Neste artigo, eu reúno as principais tendências da Reforma Tributária para 2026, com foco prático e leitura jurídica: o que muda na emissão de documentos fiscais, o papel do Comitê Gestor do IBS, a lógica do split payment, o desenho do cashback, os pontos de atenção em contratos e os riscos de judicialização que tendem a aparecer já no primeiro ano de transição.
Observação: o tema é dinâmico. Em 2026, parte relevante da experiência prática virá de atos conjuntos, notas técnicas e regulamentos que detalham o “como fazer” no dia a dia.
Sumário
Por que 2026 é decisivo na Reforma Tributária
Tendência 1: 2026 como ano-teste (CBS 0,9% e IBS 0,1%) e o que isso significa juridicamente
Tendência 2: explosão de obrigações acessórias e “compliance digital” (NF-e, NFS-e, CT-e e outros)
Tendência 3: governança e poder institucional do Comitê Gestor do IBS (PLP 108/2024)
Tendência 4: split payment como nova infraestrutura de arrecadação (e novos conflitos)
Tendência 5: cashback e políticas de devolução (com LGPD e compliance de dados)
Tendência 6: corrida pela regularização de benefícios e compensações (ICMS)
Tendência 7: revisão contratual, precificação e cláusulas tributárias na transição
Tendência 8: contencioso tributário em 2026: onde tendem a nascer as primeiras teses
Checklist 2026 (jurídico + fiscal + TI)
FAQ – perguntas comuns sobre Reforma Tributária em 2026
1) Por que 2026 é decisivo na Reforma Tributária
Em muitos projetos de mudança tributária, o primeiro ano “não arrecadatório” costuma ser subestimado. No caso brasileiro, 2026 tende a ser o oposto: o ano em que a Reforma Tributária começa a existir na prática, porque:
começa a fase de transição com alíquotas-teste para IBS e CBS;
empresas passam a ter que destacar IBS/CBS em documentos fiscais eletrônicos, estruturando dados que alimentarão apuração, fiscalização, creditamento e (no futuro) split payment;
a governança federativa do IBS se torna operacional, com definição e fortalecimento do Comitê Gestor;
o Estado sinaliza uma abordagem educativa, mas com exigências técnicas e jurídicas que já criam riscos de autuação, glosa e litígio, mesmo em ano de testes (especialmente em temas de obrigação acessória, consistência cadastral e rastreabilidade da operação).

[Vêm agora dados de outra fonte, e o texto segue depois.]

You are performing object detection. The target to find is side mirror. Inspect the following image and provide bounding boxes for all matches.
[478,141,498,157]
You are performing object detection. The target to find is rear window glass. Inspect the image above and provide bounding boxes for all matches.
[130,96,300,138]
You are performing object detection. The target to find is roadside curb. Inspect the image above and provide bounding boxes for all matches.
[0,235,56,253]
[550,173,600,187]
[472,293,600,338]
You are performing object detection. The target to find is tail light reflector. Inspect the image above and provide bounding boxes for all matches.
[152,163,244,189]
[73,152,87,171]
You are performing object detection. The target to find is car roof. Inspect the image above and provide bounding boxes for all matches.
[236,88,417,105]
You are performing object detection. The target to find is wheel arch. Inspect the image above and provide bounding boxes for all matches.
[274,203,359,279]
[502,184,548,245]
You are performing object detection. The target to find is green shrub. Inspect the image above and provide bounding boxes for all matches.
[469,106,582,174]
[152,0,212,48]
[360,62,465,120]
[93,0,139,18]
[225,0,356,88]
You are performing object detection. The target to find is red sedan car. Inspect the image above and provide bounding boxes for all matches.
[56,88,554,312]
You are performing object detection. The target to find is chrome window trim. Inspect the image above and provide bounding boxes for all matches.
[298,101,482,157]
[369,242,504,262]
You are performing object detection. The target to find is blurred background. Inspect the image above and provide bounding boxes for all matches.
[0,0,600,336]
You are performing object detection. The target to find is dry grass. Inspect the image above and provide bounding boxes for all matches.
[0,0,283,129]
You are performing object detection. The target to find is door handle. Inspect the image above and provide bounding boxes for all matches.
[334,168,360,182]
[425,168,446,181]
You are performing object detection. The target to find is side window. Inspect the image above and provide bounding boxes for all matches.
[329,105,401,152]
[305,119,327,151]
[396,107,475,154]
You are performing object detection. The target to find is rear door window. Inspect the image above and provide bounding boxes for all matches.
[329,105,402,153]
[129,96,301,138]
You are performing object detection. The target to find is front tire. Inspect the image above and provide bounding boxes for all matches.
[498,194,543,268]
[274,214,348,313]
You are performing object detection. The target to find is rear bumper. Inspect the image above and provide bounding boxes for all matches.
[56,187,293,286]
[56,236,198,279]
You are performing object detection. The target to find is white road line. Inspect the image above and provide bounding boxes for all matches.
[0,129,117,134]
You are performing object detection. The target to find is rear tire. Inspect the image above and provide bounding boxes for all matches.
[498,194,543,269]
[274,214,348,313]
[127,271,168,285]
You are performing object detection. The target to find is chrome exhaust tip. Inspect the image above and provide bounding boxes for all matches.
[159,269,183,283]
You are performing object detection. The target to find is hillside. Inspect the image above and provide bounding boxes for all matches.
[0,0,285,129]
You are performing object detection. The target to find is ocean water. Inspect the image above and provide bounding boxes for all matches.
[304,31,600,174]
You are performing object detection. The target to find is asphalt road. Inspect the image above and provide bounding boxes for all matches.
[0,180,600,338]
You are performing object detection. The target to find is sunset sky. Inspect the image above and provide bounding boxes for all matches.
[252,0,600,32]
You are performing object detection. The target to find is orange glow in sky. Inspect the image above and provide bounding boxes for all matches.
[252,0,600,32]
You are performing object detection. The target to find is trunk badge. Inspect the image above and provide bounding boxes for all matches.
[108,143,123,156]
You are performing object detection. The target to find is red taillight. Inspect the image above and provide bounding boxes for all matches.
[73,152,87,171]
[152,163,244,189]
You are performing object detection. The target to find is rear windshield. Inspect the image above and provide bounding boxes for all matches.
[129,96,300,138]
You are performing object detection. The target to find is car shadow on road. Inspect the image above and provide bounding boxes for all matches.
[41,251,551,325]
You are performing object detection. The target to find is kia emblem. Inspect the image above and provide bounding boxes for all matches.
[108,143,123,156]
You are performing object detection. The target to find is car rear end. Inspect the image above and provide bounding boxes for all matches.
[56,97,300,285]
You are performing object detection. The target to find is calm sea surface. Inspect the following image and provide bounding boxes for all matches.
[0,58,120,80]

Em outras palavras: 2026 não é o ano de “deixar para ver”. É o ano em que a empresa que não se preparou começa a acumular passivo operacional e risco jurídico.
2) Tendência 1: 2026 como ano-teste (CBS 0,9% e IBS 0,1%) e o que isso significa juridicamente
A primeira tendência — e a mais importante — é compreender o que a norma trata como “ano-teste” e como isso deve ser lido sob a lente do Direito: não é isenção gratuita, e sim um modelo constitucionalmente desenhado para permitir testes sem aumento de carga no período.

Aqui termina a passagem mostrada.